The Broader Picture: Courts, Property, and the Week Ahead
The Irish Courts
The High Court delivered 18 judgments in the week of 5–11 March 2026. The most business-relevant cases touched on wind energy planning, corporate winding-up, and property management disputes — all themes that intersect directly with the week's Business Post coverage. The wind farm planning cases are particularly significant: they confirm that Ireland's courts remain an active battleground for renewable energy infrastructure, even as companies like European Green Transition are acquiring wind energy maintenance businesses.
| Citation | Parties | Subject | Why It Matters |
|---|---|---|---|
| [2026] IEHC 135 | Rural Residents Wind Aware v An Coimisiún Pleanála [I] | Wind farm planning challenge | Challenge dismissed; wind energy pipeline intact but courts remain active |
| [2026] IEHC 136 | Rural Residents Wind Aware v An Coimisiún Pleanála [II] | Wind farm planning challenge II | Declaratory relief submissions ongoing; legal uncertainty for wind developers |
| [2026] IEHC 140 | Charles Kelly Limited v Companies Act 2014 | Companies Act winding up | Corporate insolvency proceeding; relevant context for Baker Tilly warning |
| [2026] IEHC 153 | GUIA Properties v The Paddocks Killeline Management Company | Property management dispute | Owners' management company litigation; relevant to apartment sector |
| [2025] IEHC 110 | Persona Digital Telephony v Minister for Public Enterprise | Moriarty Tribunal discovery | Denis O'Brien / Michael Lowry civil proceedings still active despite DPP no-prosecution |
Property Markets & Plans
The Irish property market provided the backdrop to one of the week's biggest stories: Ireland's pitch to international investors at MIPIM in Cannes. Business Post reported standing-room-only attendance at Ireland's pavilion, with Housing Minister James Browne making the case for 50,000–60,000 homes per year. Property register data confirms the institutional appetite is real: Dublin recorded 420 residential transactions in the first 11 days of March 2026, with an average price of €488,566 and a median of €436,171. The airport hotel market — highlighted in a separate Business Post analysis — has seen over €300m in transactions in the past year, with the Hilton Dublin Airport, Radisson Blu, Maldron, and Clayton all changing hands.

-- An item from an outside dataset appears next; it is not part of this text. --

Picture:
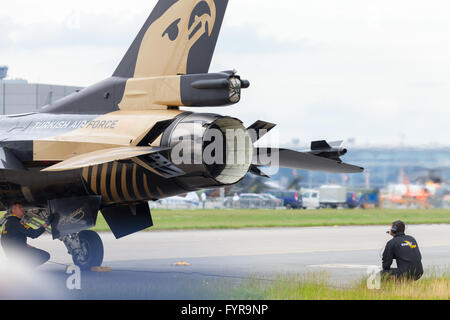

| Property | Amount | Date | Context |
|---|---|---|---|
| Bentley Villas, Dun Laoghaire | €17.5m | Feb 2026 | Residential bulk sale, Dublin south |
| Block D, The Crossings, Adamstown | €64.1m | Dec 2025 | Largest Dublin bulk residential deal in period |
| National College of Ireland, Mayor St | €50.6m | Dec 2025 | Institutional residential, Dublin Docklands |
| Carlow site (131 homes) | €5m+ | Mar 2026 (for sale) | Commuter belt development land, SETU catchment |
| Meath nursing home site (118 beds) | €3m | Mar 2026 (for sale) | Healthcare real estate, ageing population demand |
The Week Ahead
The week of 5–11 March 2026 will be remembered as the week Irish business showed its ambition and its anxiety simultaneously. The ambition: a unicorn scaling in the US, a Kerry wealth manager conquering Dublin, a data centre achieving energy independence. The anxiety: a Middle East war threatening to push oil to $200 a barrel, Baker Tilly warning of rising insolvencies, and the Irish banking establishment scrambling to catch up with Revolut. The single most important takeaway: Ireland's domestic economy is strong enough to attract capital and grow companies, but it is not insulated from global shocks. The Iran war is the variable that could change everything.
What to Watch: (1) EGT's first financial filings after the wind energy acquisitions — the EBITDA decline from £1.5m to £0.9m is the number to watch. (2) Gallivan Financial's next Dublin acquisition — with €5m+ in holding company capital, there is capacity for a fifth deal. (3) The outcome of the Persona Digital declaratory relief application — the Moriarty Tribunal's commercial consequences are not yet fully resolved. (4) Tines' first CRO financial filing — when it comes, it will be the most-read set of accounts in Irish tech history.